Renewable energy and conservation alone won’t be enough for California to meet its target of reducing 2050 carbon emissions 80% below the 1990 level, according to a new paper published.

 

Renewable energy and conservation alone won’t be enough for California to meet its target of reducing 2050 carbon emissions 80% below the 1990 level, according to a new paper published in the journal Science. The team of writers, which included experts from the University of California and Lawrence Berkeley National Laboratory, created an extremely detailed model of California’s future economy and energy mix. One inescapable conclusion: widespread electrification of transportation will be a critical component.

According to the study, a lot is going to have to happen for the green state to meet its ambitious CO2 target:

– Energy efficiency must improve by at least 1.3% per year over 40 years.

– The electricity supply must be almost totally decarbonized.

– Most existing fuel uses must be electrified, with electricity constituting 55% of end-use energy in 2050, compared to 15% today.

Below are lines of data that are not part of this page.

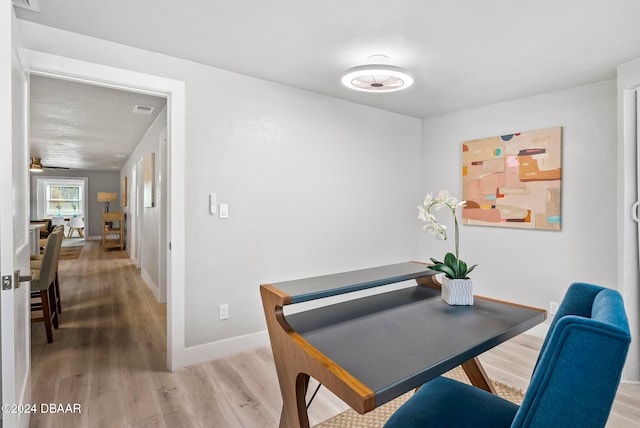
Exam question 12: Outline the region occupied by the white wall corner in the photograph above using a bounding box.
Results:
[140,268,161,303]
[183,330,271,368]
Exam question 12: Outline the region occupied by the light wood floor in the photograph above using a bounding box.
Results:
[30,240,640,427]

Without electrification, the other measures combined will produce at best a 50% reduction of emissions below the 1990 level.

The report identified many energy-related technologies and infrastructure systems that will require major improvement. The list includes electric vehicle batteries and “smart charging,” which is essential for keeping the cost of electrification manageable through automated control of charging times and levels.

Now the hard part: the pieces of the green puzzle must be put in place in a coordinated way to achieve their hoped-for emission reductions at reasonable cost. For example, switching to EVs without switching to renewable energy would clean up only a little of the nasty carbon, and large-scale deployment of electric vehicles without smart charging would wreak havoc on the electrical grid.